Ministop, a Japanese convenience store chain, is exiting the Philippines and South Korea to focus on its home market.

As per report of Nikkei Asia, the company is selling its 40% stake in Robinsons Convenience Stores, Inc. (RCSI) to Robinsons Retail Holdings Inc. (RRHI). RCSI is a partnership between RRHI, the Gokongwei family’s retail arm, and Ministop Co. Japan’s Ltd. RCSI operates approximately 460 Ministop locations across the country.

Gokongwei’s Robinsons Group will now have complete control of all Ministop stores in the country, though it is unclear whether the Ministop brand will be retained or renamed.

Ministop, Japan’s fourth largest convenience store chain after 7-Eleven, Family Mart, and Lawson, entered the Philippine market in 2001, with the first Ministop opening at the EDSA Central MRT station in Quezon City. RCSI was a joint venture between the Robinsons Retail Group and the Mitsubishi Group of Japan at the time.
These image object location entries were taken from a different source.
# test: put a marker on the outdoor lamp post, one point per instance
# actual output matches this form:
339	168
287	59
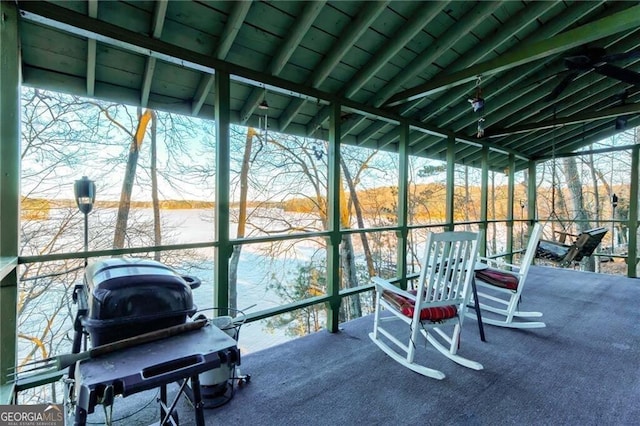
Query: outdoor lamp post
85	192
522	206
614	204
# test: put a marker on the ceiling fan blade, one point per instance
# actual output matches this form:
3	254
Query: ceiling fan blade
632	54
624	75
561	86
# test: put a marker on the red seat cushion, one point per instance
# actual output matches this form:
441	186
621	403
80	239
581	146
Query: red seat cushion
498	278
407	307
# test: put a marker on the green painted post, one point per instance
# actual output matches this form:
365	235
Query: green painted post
451	168
9	185
403	190
510	196
223	156
333	220
632	252
484	201
532	197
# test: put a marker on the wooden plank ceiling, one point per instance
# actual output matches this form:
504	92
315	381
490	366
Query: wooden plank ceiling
554	75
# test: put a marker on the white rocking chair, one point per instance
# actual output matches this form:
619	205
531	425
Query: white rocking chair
500	286
440	300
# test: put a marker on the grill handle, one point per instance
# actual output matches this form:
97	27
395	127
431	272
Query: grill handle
146	338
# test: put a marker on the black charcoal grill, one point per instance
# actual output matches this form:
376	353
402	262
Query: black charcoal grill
129	297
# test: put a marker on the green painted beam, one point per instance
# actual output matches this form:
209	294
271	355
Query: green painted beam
478	13
91	52
506	81
559	122
159	13
280	59
231	29
618	22
331	59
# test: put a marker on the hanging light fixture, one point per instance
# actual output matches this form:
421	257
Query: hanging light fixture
85	194
477	103
264	106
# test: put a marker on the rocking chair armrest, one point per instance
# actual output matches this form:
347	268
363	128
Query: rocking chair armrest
488	260
493	263
386	285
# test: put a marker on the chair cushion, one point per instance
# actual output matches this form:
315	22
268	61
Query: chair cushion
498	278
407	307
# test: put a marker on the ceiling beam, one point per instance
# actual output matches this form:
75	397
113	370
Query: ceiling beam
280	59
159	13
91	52
618	22
560	122
421	17
478	13
347	40
492	43
228	36
66	20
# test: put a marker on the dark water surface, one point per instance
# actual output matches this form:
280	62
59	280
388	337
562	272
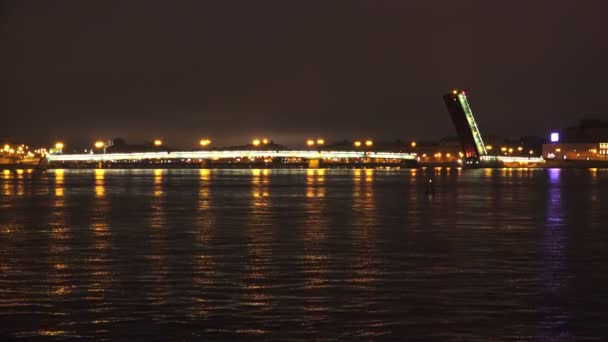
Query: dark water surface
309	254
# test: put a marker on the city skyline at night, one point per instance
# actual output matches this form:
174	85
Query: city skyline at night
80	70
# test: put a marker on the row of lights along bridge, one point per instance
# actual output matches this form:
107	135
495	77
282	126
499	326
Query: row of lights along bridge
59	146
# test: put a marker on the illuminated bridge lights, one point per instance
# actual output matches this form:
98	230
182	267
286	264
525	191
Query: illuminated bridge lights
229	154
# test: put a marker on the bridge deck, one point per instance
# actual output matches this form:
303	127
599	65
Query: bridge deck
229	154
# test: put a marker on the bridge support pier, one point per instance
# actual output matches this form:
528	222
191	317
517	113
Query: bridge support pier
315	163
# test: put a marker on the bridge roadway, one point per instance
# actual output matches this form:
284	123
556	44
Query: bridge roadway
512	159
214	155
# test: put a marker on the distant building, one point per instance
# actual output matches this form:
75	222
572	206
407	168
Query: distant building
587	141
588	131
Mitsubishi sold a significant portion of its interest in the JV to Ministop’s parent company until 2018, when it sold its remaining 12-percent stake to Robinsons and Ministop Co. Ltd.

Meanwhile, according to the Nikkei Asia, Ministop will sell its business in South Korea to local conglomerate Lotte for around $267 million. This effectively ends the company’s presence in that market. Ministop is South Korea’s fifth-largest convenience store chain.

Last year, Ministop also dispersed a Chinese subsidiary.

This article contains materials from Nikkei Asia.